Draw Focus to the Main Attraction

Roads, hiking trails, rivers, vineyard rows, and fences are some of the features that can be used as leading lines when framing your shot. The idea is to use these naturally occurring lines to draw a viewer’s eye to the actual subject of your photo. If you’re photographing a windmill in Provence, you could use the rows of a lavender field to lead your viewer right up to the windmill, just like your driveway leads to your home.

Frame a Subject

Framing also uses naturally occurring features in your setting. This compositional technique draws attention to the subject of your image. Windows, tree branches, doorways, gates, flowers, and bridges can all be used as framing devices. These items should be in the foreground of your image and create a natural frame around the subject in the middle ground or background. While on a guided excursion through the Monteverde Cloud Forest Reserve in Costa Rica, you’ll cross six suspension bridges where you can try this technique while taking images of your travel companions heading into the tropical rainforest.
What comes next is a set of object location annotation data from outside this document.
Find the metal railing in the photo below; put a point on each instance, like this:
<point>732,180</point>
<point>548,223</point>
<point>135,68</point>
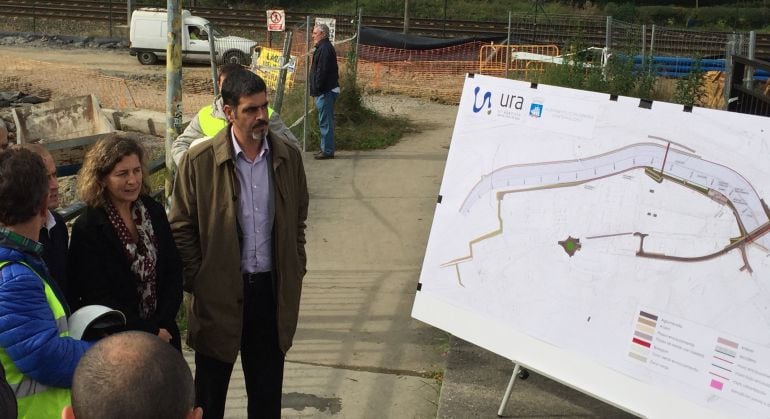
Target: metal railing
<point>746,94</point>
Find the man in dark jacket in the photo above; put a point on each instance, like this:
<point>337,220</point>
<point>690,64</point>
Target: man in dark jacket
<point>53,236</point>
<point>324,86</point>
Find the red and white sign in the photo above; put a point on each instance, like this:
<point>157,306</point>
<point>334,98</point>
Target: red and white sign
<point>276,20</point>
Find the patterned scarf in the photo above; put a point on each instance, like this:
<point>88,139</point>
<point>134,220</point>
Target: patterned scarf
<point>141,255</point>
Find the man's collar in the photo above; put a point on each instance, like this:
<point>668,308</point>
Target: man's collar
<point>237,147</point>
<point>50,222</point>
<point>17,241</point>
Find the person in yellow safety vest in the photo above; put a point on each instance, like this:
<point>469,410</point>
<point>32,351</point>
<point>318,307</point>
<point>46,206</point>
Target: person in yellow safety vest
<point>36,351</point>
<point>211,119</point>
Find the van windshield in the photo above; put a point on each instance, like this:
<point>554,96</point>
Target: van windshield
<point>217,32</point>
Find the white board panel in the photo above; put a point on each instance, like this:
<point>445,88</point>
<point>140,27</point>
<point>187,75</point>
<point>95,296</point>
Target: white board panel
<point>621,249</point>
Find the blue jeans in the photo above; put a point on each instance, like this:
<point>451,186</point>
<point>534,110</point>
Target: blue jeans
<point>325,106</point>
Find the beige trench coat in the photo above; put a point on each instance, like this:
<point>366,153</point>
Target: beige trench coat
<point>203,217</point>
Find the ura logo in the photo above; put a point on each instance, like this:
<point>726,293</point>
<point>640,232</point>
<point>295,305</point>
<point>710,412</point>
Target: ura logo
<point>486,100</point>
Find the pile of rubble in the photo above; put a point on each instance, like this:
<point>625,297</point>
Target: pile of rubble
<point>61,41</point>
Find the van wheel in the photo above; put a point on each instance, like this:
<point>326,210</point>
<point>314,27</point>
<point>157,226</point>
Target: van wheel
<point>147,58</point>
<point>235,57</point>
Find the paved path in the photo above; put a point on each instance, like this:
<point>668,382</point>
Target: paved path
<point>357,352</point>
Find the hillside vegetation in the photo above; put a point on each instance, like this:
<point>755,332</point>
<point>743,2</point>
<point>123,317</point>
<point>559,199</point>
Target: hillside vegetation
<point>710,14</point>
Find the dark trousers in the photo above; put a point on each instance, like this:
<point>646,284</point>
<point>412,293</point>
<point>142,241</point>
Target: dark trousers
<point>261,358</point>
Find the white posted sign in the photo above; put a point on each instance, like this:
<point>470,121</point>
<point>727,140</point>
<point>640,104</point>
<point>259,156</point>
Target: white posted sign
<point>620,247</point>
<point>331,23</point>
<point>276,20</point>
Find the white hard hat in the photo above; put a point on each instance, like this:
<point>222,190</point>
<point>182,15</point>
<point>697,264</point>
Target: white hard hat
<point>94,317</point>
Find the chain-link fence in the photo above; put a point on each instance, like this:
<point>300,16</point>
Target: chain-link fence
<point>435,73</point>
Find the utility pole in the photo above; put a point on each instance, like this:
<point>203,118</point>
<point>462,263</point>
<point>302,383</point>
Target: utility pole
<point>406,17</point>
<point>173,84</point>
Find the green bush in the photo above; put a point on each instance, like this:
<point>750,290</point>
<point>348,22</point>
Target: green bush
<point>356,127</point>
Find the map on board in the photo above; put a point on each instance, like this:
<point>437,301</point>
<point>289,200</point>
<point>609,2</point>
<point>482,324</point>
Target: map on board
<point>635,234</point>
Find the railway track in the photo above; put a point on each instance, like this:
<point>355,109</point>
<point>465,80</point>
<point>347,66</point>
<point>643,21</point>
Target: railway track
<point>554,29</point>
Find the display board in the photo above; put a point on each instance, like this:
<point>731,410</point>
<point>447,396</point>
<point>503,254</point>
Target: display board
<point>619,246</point>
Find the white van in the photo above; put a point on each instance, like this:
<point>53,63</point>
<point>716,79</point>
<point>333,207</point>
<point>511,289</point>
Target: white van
<point>148,39</point>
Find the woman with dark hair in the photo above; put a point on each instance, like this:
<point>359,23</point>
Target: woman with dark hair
<point>122,254</point>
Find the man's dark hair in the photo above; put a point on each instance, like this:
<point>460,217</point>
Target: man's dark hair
<point>23,186</point>
<point>240,84</point>
<point>226,69</point>
<point>132,375</point>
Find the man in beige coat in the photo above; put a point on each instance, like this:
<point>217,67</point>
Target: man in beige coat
<point>238,214</point>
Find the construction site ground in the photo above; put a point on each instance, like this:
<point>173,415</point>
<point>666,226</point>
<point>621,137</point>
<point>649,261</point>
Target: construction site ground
<point>357,352</point>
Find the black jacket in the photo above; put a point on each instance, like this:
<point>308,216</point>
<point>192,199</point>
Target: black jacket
<point>55,250</point>
<point>324,74</point>
<point>99,272</point>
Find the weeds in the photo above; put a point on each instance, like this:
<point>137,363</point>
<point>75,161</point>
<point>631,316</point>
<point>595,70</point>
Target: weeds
<point>356,127</point>
<point>691,90</point>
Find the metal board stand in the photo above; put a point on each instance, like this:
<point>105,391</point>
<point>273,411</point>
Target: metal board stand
<point>518,371</point>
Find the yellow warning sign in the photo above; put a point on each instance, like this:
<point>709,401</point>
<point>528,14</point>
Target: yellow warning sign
<point>269,63</point>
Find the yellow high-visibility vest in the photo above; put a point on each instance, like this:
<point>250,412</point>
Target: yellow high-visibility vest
<point>36,400</point>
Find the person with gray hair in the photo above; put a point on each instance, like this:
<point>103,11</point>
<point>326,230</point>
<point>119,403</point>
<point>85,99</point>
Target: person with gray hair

Learn About Local Etiquette

Every culture feels differently about privacy. Some people may not want you to take their photo without their permission. Research your destination and learn about the local culture and customs so you can prevent any potentially offensive situation or misunderstanding. Some places in Africa, for instance, will charge a photographer’s fee so you can shoot images freely within a designated area.

Think Outside the Box

Locations such as the Eiffel Tower and Leaning Tower of Pisa have been photographed millions of times. These sites are definitely photo-worthy but don’t settle for the same angle that you’ve seen before. Put your own spin and unique perspective on these destinations. Test different angles and lenses until you take a photo that excites your muse.